In Nijhawan, the Supreme Court used a circumstance-specific approach in

determining whether the alien’s conviction qualified as “an offense that . . . involves

fraud or deceit in which the loss to the victim or victims exceeds $10,000.” See 8 U.S.C.

§ 1101(a)(43)(M)(i); 557 U.S. at 36. Here, § 1227(a)(2)(B)(i) does not describe a generic

crime but rather includes similar qualifying language exempting convictions for

possession of thirty grams or less of marijuana for personal use. Thus, it refers to the

“particular circumstances in which an offender committed a (more broadly defined)

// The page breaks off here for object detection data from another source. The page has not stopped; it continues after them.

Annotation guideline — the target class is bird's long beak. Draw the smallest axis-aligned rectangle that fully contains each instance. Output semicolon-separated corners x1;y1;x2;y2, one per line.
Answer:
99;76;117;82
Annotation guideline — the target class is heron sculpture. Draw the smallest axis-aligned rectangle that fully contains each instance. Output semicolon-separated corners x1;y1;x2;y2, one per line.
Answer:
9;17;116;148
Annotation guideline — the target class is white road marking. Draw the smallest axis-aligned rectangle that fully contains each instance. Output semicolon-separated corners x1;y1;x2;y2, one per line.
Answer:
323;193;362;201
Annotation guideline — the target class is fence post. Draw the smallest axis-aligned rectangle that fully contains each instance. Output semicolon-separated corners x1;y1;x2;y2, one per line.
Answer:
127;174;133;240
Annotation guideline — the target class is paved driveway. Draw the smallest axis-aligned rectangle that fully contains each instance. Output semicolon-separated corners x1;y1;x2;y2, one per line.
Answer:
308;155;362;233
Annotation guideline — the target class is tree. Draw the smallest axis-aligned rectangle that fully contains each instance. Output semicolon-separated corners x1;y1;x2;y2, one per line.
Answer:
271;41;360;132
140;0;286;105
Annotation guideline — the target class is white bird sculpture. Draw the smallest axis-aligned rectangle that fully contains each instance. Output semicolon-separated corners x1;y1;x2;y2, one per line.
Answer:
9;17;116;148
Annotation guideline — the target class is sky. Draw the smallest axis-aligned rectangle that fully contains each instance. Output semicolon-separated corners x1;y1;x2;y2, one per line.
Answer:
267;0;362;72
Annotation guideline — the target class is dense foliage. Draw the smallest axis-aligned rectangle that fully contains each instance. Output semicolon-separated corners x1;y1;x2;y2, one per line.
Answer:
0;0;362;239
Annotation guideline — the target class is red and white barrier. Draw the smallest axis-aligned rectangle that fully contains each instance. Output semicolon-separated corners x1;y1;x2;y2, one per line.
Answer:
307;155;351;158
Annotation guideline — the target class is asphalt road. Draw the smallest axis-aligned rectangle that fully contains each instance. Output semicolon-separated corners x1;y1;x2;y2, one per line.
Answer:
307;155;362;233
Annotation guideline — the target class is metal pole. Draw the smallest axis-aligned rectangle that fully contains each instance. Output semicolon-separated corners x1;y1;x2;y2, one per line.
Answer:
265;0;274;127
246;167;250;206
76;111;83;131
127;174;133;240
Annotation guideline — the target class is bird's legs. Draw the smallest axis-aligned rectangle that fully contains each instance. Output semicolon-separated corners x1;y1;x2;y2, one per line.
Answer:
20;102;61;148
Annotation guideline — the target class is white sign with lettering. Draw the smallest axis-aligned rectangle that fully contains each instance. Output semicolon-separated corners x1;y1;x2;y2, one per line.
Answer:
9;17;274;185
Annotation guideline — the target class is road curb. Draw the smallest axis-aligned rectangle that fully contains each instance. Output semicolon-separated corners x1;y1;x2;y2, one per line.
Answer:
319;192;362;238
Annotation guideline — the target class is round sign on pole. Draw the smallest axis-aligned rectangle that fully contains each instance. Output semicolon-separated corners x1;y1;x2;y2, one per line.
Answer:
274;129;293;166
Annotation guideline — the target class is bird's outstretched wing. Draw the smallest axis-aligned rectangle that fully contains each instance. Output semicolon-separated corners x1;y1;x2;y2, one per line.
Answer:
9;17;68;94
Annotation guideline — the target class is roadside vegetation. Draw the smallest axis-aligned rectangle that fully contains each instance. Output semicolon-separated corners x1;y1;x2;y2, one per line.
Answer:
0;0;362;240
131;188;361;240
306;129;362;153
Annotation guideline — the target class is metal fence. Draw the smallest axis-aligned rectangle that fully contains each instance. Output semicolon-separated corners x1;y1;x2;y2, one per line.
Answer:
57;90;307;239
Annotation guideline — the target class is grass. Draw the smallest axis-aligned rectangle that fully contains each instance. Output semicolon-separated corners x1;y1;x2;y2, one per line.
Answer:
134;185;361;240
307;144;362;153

[controlled substance] crime on a particular occasion.” Nijhawan, 557 U.S. at 32. Thus,

we may inquire into the specific circumstances of Grant’s conviction. The question then

4 becomes what materials may be relied upon when using the circumstance-specific

approach.

The Supreme Court in Nijhawan permitted the use of a stipulation in a sentencing

document to support a finding that the loss exceeded $10,000. Nijhawan, 557 U.S. at 42-

43. The Court rejected any artificial limit on the evidentiary sources to which the court

can look in determining whether the Government has carried this burden. Nijhawan, 557

U.S. at 41 (rejecting suggested limitation of sources to charging documents, jury

instructions, special jury findings, judge-made findings, written plea documents, and plea

colloquy). In using the circumstance-specific approach, immigration courts should use

fundamentally fair procedures that give an alien an opportunity to rebut the

Government’s claim that a prior conviction qualifies. Id.